Er streckt die Arme aus nach der Enteilenden – Ende des vierten Akts.
Sprechzimmer im Kloster St. Ambrogio zu Rom. Der Beichtvater und Manso, Tasso's Jugendfreund (?). Dieser ist eben in Rom angekommen, und er erfährt, daß Tasso den folgenden Tag auf dem Kapitol gekrönt werden solle. Er will zu ihm, der Beichtvater bemerkt ihm, daß Tasso im Nebenzimmer schlafe, aber sehr krank sei, und schon von ihm das Abendmahl und die letzte Ölung empfangen habe. Er erzählt ihm, daß Tasso eigenmächtig seiner Haft entsprungen sei, just an dem Tage, wo der Herzog ihm die Freiheit schenkte, daß ein Pilger ihm heimlich den notwendigen Schlüssel gegeben habe, daß dieser Pilger wahrscheinlich Leonore von Gisello gewesen sei, daß aber Tasso ihn noch immer für einen gottgesandten Boten halte.
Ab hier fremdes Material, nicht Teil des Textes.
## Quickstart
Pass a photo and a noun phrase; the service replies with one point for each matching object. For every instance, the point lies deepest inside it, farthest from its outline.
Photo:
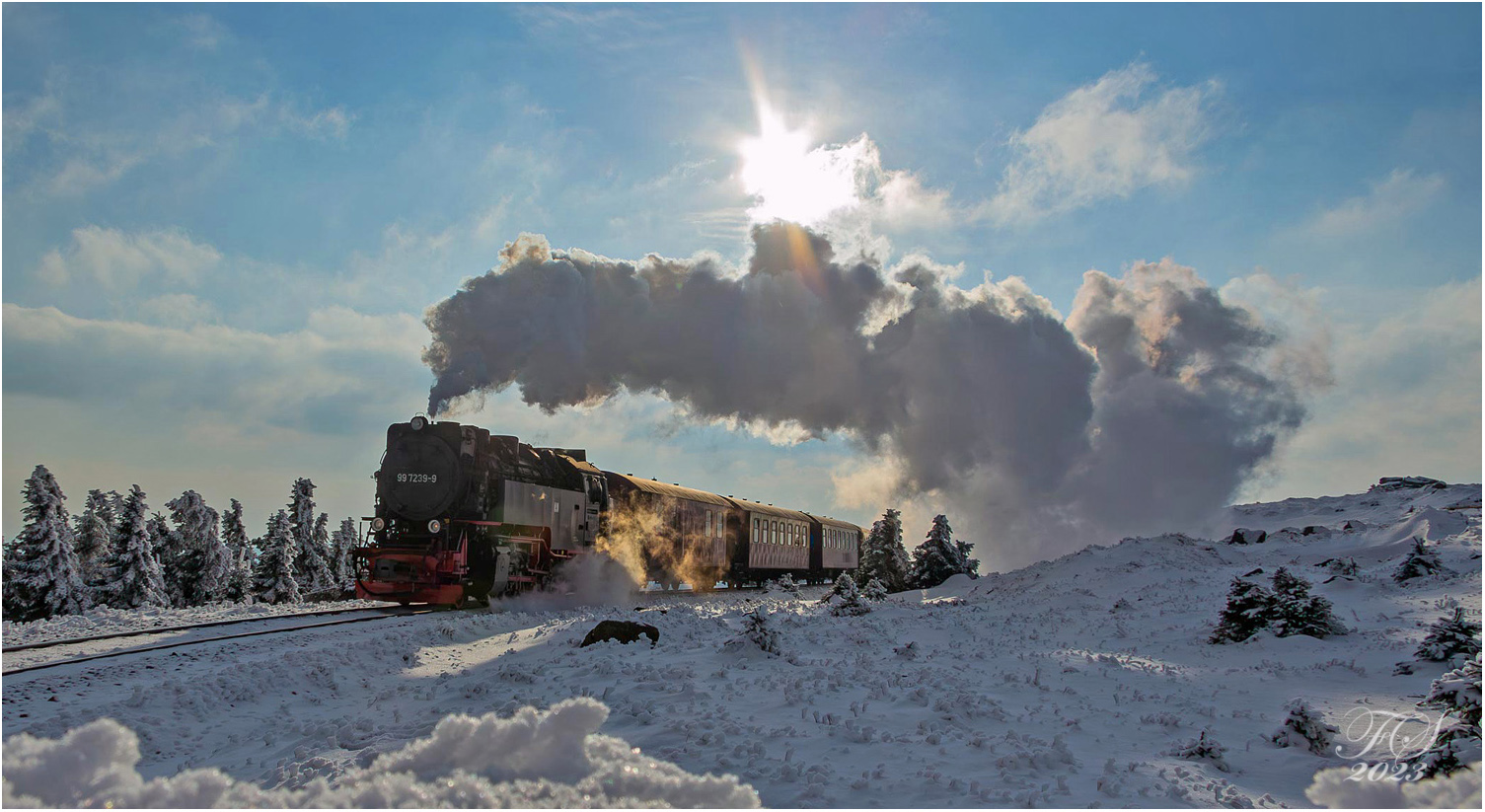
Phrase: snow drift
(987, 398)
(1337, 788)
(543, 759)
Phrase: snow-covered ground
(1059, 685)
(103, 620)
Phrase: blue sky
(223, 223)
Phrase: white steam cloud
(1143, 410)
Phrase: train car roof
(837, 523)
(770, 509)
(581, 465)
(665, 488)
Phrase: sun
(788, 180)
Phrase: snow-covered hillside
(1065, 683)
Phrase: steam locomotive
(464, 515)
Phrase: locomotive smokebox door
(420, 473)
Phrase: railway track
(186, 627)
(381, 615)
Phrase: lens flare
(791, 182)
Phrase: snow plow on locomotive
(464, 515)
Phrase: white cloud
(1103, 140)
(119, 260)
(174, 311)
(1390, 199)
(338, 373)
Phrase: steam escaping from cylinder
(641, 539)
(1141, 411)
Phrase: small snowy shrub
(1247, 611)
(43, 573)
(882, 554)
(1202, 749)
(1419, 562)
(1290, 609)
(1296, 611)
(846, 597)
(1449, 637)
(1457, 697)
(758, 629)
(1304, 727)
(940, 556)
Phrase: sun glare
(788, 180)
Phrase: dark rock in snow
(624, 631)
(1405, 482)
(1244, 536)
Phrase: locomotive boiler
(462, 515)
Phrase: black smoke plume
(1144, 410)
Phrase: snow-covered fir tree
(327, 553)
(1296, 611)
(311, 564)
(168, 553)
(134, 575)
(758, 628)
(1457, 697)
(1203, 749)
(46, 576)
(882, 554)
(344, 541)
(938, 556)
(235, 538)
(1304, 727)
(273, 579)
(1449, 637)
(1420, 561)
(1246, 614)
(94, 535)
(205, 562)
(846, 597)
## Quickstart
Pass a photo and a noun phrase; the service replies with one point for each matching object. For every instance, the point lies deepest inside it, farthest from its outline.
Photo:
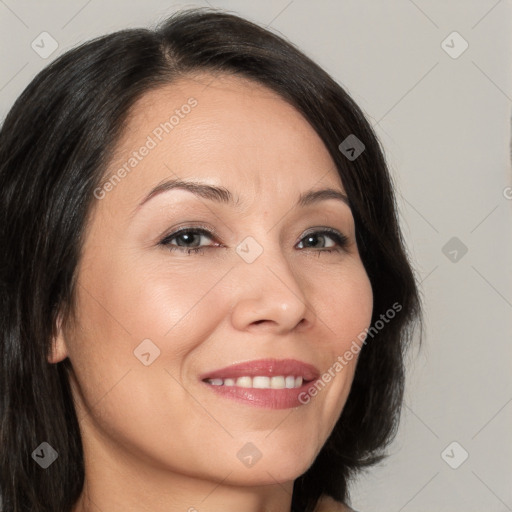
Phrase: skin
(155, 437)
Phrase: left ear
(59, 350)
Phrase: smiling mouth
(261, 382)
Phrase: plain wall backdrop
(441, 105)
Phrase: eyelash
(336, 236)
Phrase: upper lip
(266, 368)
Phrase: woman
(173, 336)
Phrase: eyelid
(338, 236)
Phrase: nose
(269, 295)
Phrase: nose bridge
(268, 290)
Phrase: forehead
(225, 130)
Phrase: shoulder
(328, 504)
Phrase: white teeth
(261, 382)
(244, 382)
(277, 382)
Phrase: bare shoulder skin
(328, 504)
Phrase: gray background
(445, 125)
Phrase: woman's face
(154, 320)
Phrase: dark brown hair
(55, 145)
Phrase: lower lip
(266, 398)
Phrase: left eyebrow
(223, 195)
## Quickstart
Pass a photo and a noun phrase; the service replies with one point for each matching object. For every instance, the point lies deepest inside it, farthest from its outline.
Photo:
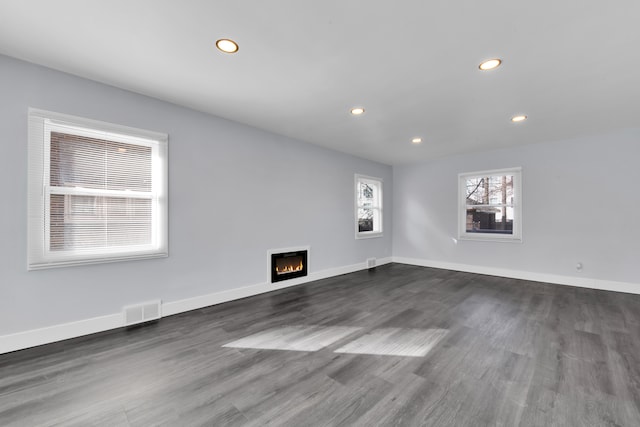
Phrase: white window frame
(41, 124)
(516, 236)
(378, 184)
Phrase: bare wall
(581, 203)
(234, 193)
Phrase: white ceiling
(572, 66)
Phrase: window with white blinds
(97, 191)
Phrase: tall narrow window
(97, 191)
(368, 207)
(490, 205)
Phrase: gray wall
(581, 202)
(234, 193)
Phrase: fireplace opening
(288, 265)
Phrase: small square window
(490, 205)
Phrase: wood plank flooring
(515, 353)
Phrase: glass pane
(365, 219)
(80, 222)
(493, 189)
(78, 161)
(494, 220)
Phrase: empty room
(329, 213)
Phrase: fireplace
(288, 265)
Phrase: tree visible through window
(368, 207)
(490, 208)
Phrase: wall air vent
(139, 313)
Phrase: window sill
(480, 237)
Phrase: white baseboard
(36, 337)
(582, 282)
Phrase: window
(368, 207)
(97, 191)
(490, 205)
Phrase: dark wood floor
(516, 353)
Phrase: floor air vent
(139, 313)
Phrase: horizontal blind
(102, 194)
(87, 222)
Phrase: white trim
(581, 282)
(377, 182)
(36, 337)
(516, 237)
(41, 124)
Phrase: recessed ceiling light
(490, 64)
(227, 45)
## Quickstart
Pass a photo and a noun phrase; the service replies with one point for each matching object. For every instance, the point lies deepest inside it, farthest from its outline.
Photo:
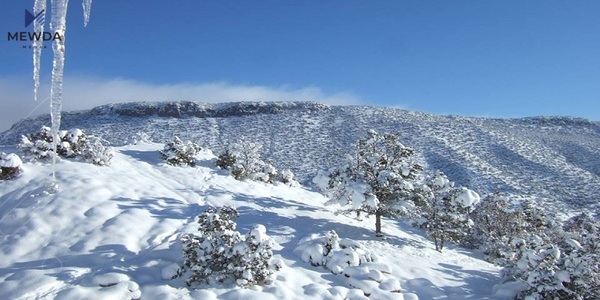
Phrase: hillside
(112, 233)
(554, 160)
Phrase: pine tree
(219, 252)
(226, 160)
(178, 153)
(378, 180)
(10, 166)
(445, 209)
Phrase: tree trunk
(378, 223)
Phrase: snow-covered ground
(554, 161)
(113, 233)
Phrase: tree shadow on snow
(150, 157)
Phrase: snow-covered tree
(72, 143)
(378, 180)
(445, 209)
(226, 160)
(333, 252)
(495, 226)
(244, 162)
(178, 153)
(220, 253)
(10, 166)
(559, 264)
(248, 162)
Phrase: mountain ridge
(555, 160)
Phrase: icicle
(38, 26)
(87, 8)
(59, 25)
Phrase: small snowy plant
(495, 227)
(248, 162)
(72, 143)
(178, 153)
(378, 179)
(560, 264)
(221, 254)
(226, 160)
(445, 209)
(10, 166)
(244, 162)
(332, 252)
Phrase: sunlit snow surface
(551, 160)
(112, 233)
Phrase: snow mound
(10, 160)
(332, 252)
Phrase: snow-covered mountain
(112, 232)
(554, 160)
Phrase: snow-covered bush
(495, 226)
(226, 160)
(333, 253)
(139, 137)
(10, 166)
(445, 209)
(220, 253)
(244, 162)
(379, 178)
(72, 143)
(287, 177)
(178, 153)
(557, 264)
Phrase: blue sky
(475, 58)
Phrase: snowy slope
(112, 233)
(554, 160)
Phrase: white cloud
(16, 95)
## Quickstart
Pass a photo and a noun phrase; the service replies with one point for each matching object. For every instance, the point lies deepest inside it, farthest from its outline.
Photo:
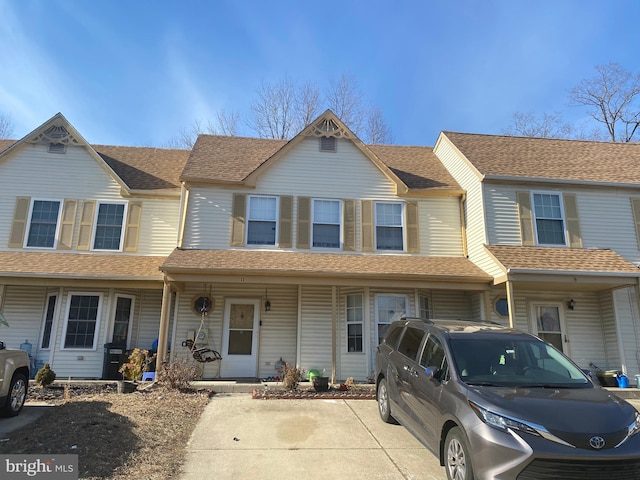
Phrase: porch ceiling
(299, 267)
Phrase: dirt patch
(116, 436)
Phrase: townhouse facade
(83, 231)
(246, 253)
(555, 222)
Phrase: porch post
(334, 332)
(511, 303)
(163, 333)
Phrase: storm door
(240, 338)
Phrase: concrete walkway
(241, 438)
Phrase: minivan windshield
(511, 361)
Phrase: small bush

Er schildert den Zustand, wie er Tasso wiedergefunden:
Wie ich ihn sah im dürftigen Gewande
Hinwanken auf der Straße, ausgesetzt
Des frühen Lenzes wechselvollem Treiben.
Auf Hagelschlossen folgte milder Regen,
Drauf blickte wieder hell die Sonne durch,
Bis frost'ger Hauch die Wolken vor sich trieb. –
So wankt' er hin mit unbedecktem Haupte,
Wild flatterten die Haare durch die Luft,
Und tief in Stirn und Scheitel eingedrückt,
Trug er verdorrten Lorbeers heil'gen Schmuck,
Den ihm Prinzessin Leonore einst
Aufs Haar gesetzet für sein heilig Lied.
Tasso sollte noch heute nach St. Onuphrius gebracht werden, weil dieser Platz dem Kapitole näher liegt. – Tasso erscheint, den Lorbeerkranz der Prinzessin in der Hand. Er spricht wie ein schon Verklärter und empfängt liebevoll seinen Manso. Der Prior von Onuphrius und zwei Mönche kommen, Tasso abzuholen. Volk drängt sich hinzu; Jubel und Musik. Begeisterung ergreift Tasso, er spricht von einer überirdischen Krönung, er hebt den Lorbeer der Prinzessin in die Höhe:
Mit diesem ward ich hier auf Erden groß,
Dort wird der schöne Engel mich umzweigen,
Von meinem ird'schen Ruhm soll dieser zeugen!
Er legt den Lorbeer in die Hände des Beichtvaters. Matt und schwankend wird er in Triumph und unter rauschender Musik fortgeführt. –
Säulenhalle in der Akademie zu St. Onuphrius. In der Mitte die Bildsäule des Ariost. Im Hintergrunde Aussicht auf das Kapitol. Constanti und Kardinal Cinthio treten hervor. Ersterer erzählt den Tod der Prinzessin Leonore.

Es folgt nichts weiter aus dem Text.